We'll take the last question from the line of Subhadip Mitra from JM Financial.

Subhadip Mitra

analyst
#111

Just wanted to understand that with AL and then now being in place, do we see any restriction or threats to the existing EC order book or to the IPP order book, where the modules have now got to be procured locally instead of importing? And how do you see that panning out?

Praveer Sinha

executive
#112

So we have tied up all our requirements based on the ALM requirement. So we don't see any challenges. And whatever was required to be done before 31st March, we have done. We had received the material and those have been executed. So this is all planned out and we will not have an issue going forward.

Subhadip Mitra

analyst
#113

Okay.
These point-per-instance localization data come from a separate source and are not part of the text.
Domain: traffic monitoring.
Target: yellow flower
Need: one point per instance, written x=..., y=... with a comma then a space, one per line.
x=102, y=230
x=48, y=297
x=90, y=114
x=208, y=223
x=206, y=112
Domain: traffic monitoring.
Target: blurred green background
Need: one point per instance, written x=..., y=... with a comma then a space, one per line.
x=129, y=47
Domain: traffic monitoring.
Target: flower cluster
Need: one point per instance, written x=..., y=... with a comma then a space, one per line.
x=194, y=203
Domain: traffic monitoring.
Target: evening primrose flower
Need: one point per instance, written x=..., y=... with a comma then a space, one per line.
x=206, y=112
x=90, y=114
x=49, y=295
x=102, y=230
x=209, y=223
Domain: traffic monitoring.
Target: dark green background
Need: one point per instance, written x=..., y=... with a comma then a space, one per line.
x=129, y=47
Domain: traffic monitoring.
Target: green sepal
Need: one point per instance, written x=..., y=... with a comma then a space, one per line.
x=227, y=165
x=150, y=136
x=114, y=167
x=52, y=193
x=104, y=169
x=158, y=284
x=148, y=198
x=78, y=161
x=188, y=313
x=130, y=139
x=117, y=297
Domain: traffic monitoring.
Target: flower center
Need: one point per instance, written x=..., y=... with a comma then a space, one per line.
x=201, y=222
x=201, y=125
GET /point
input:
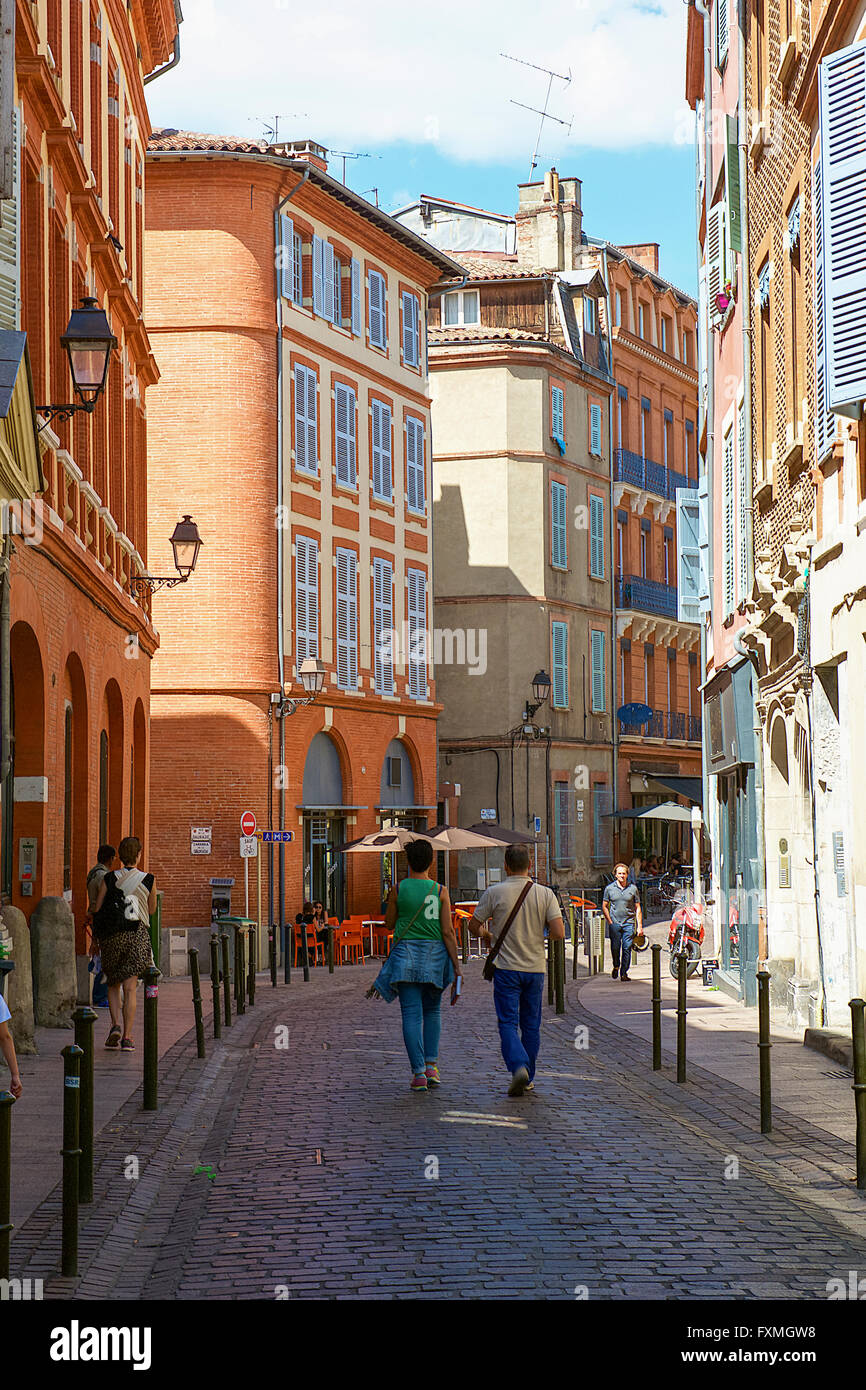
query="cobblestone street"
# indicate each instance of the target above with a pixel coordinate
(330, 1179)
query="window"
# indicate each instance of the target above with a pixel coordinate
(412, 335)
(416, 585)
(597, 666)
(462, 307)
(378, 310)
(559, 530)
(382, 626)
(597, 537)
(345, 442)
(559, 640)
(382, 474)
(346, 620)
(595, 430)
(414, 466)
(306, 599)
(306, 420)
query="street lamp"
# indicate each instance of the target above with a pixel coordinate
(185, 544)
(88, 344)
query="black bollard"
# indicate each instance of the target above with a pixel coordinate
(763, 1050)
(7, 1100)
(214, 982)
(152, 1040)
(71, 1154)
(227, 983)
(858, 1033)
(681, 1012)
(84, 1019)
(196, 1000)
(656, 1007)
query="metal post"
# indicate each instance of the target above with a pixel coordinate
(84, 1019)
(858, 1033)
(681, 1012)
(152, 1044)
(71, 1154)
(214, 980)
(227, 986)
(196, 998)
(763, 1050)
(7, 1100)
(656, 1005)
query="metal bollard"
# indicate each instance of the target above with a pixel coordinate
(214, 982)
(71, 1154)
(7, 1100)
(763, 1050)
(858, 1033)
(152, 1040)
(84, 1019)
(196, 998)
(656, 1005)
(227, 983)
(681, 1012)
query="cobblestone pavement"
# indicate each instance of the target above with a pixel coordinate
(608, 1183)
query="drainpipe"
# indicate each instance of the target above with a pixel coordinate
(280, 569)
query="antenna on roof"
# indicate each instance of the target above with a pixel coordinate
(542, 113)
(350, 154)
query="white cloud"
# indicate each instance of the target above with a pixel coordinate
(359, 75)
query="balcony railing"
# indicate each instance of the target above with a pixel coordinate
(666, 724)
(647, 595)
(644, 473)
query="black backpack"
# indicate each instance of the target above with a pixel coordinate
(117, 912)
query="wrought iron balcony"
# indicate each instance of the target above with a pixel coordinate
(645, 474)
(647, 595)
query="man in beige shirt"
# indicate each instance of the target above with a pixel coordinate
(520, 963)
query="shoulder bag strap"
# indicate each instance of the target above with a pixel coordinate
(508, 926)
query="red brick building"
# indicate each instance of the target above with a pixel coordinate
(292, 421)
(81, 640)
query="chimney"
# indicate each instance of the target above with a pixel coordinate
(549, 223)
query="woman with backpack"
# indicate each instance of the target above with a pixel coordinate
(421, 963)
(121, 919)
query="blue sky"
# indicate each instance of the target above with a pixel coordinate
(431, 93)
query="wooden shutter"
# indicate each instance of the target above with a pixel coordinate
(345, 435)
(356, 298)
(382, 626)
(843, 131)
(688, 545)
(597, 684)
(559, 637)
(597, 537)
(287, 257)
(306, 599)
(346, 619)
(559, 531)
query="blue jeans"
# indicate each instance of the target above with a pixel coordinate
(622, 936)
(517, 998)
(421, 1023)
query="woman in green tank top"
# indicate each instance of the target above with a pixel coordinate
(421, 963)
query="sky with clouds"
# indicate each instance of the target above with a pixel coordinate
(428, 93)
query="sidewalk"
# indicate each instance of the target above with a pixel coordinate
(722, 1037)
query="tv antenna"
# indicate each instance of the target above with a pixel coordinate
(542, 113)
(350, 154)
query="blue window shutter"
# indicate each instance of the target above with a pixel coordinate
(688, 545)
(597, 685)
(597, 537)
(843, 131)
(356, 298)
(559, 635)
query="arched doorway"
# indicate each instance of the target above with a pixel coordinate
(324, 826)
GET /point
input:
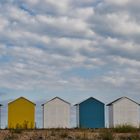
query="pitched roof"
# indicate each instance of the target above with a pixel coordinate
(21, 98)
(54, 99)
(86, 100)
(121, 99)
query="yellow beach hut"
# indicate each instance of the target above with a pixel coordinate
(21, 114)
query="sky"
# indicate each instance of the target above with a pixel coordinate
(73, 49)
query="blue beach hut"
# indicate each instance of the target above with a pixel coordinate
(90, 113)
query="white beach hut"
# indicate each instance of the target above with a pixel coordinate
(124, 111)
(56, 113)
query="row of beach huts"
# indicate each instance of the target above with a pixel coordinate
(90, 113)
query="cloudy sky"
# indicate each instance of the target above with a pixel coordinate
(69, 48)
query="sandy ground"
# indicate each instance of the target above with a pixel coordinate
(62, 134)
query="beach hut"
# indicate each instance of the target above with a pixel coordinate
(56, 113)
(90, 114)
(21, 114)
(124, 111)
(0, 114)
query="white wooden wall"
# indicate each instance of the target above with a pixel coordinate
(111, 116)
(125, 111)
(56, 114)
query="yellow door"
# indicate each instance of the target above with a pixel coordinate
(21, 114)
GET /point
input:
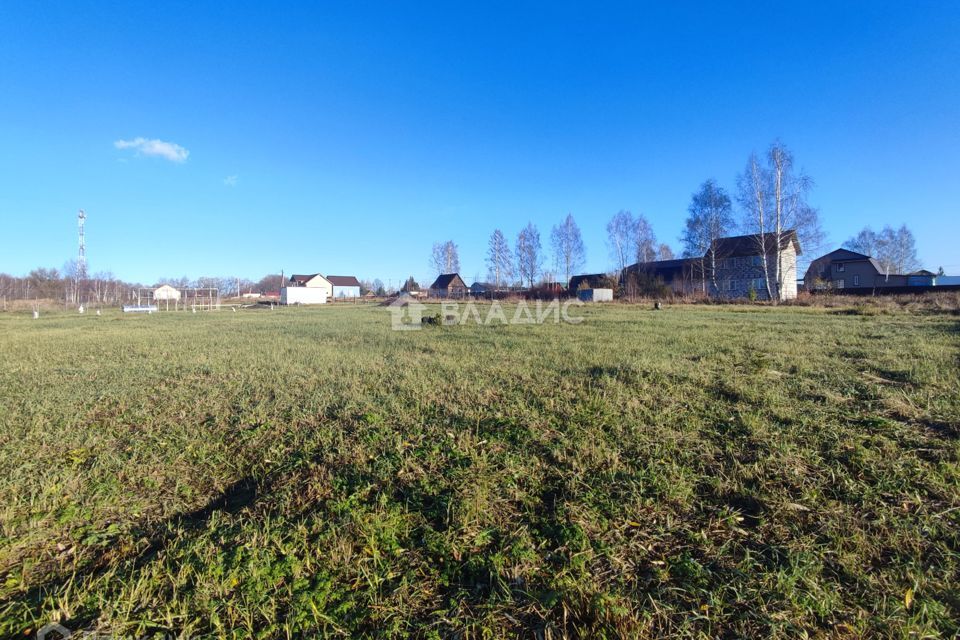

So am I to then understand that any future order inflow will require domestic procurement of modules? And then those you will have to look at new arrangements?

Praveer Sinha

executive
#114

Yes.

Operator

operator
#115

Thank you. Ladies and gentlemen, that would be our last question for today. I now hand the conference over to Dr. Sinha for closing comments. Thank you, and over to you.

Praveer Sinha

executive
#116

Thank you very much to all of you for joining for this call. And if you have any other queries, our Investor Relations team will be happy to connect with you and take it forward. Thank you. Thank you very much, and take care.

Sanjeev Churiwala

executive
#117

Thank you. Bye-bye.

Operator

operator
#118

Thank you very much. Ladies and gentlemen, on behalf of Tata Power, that concludes this conference. Thank you all for joining us, and you may now disconnect your lines. Thank you.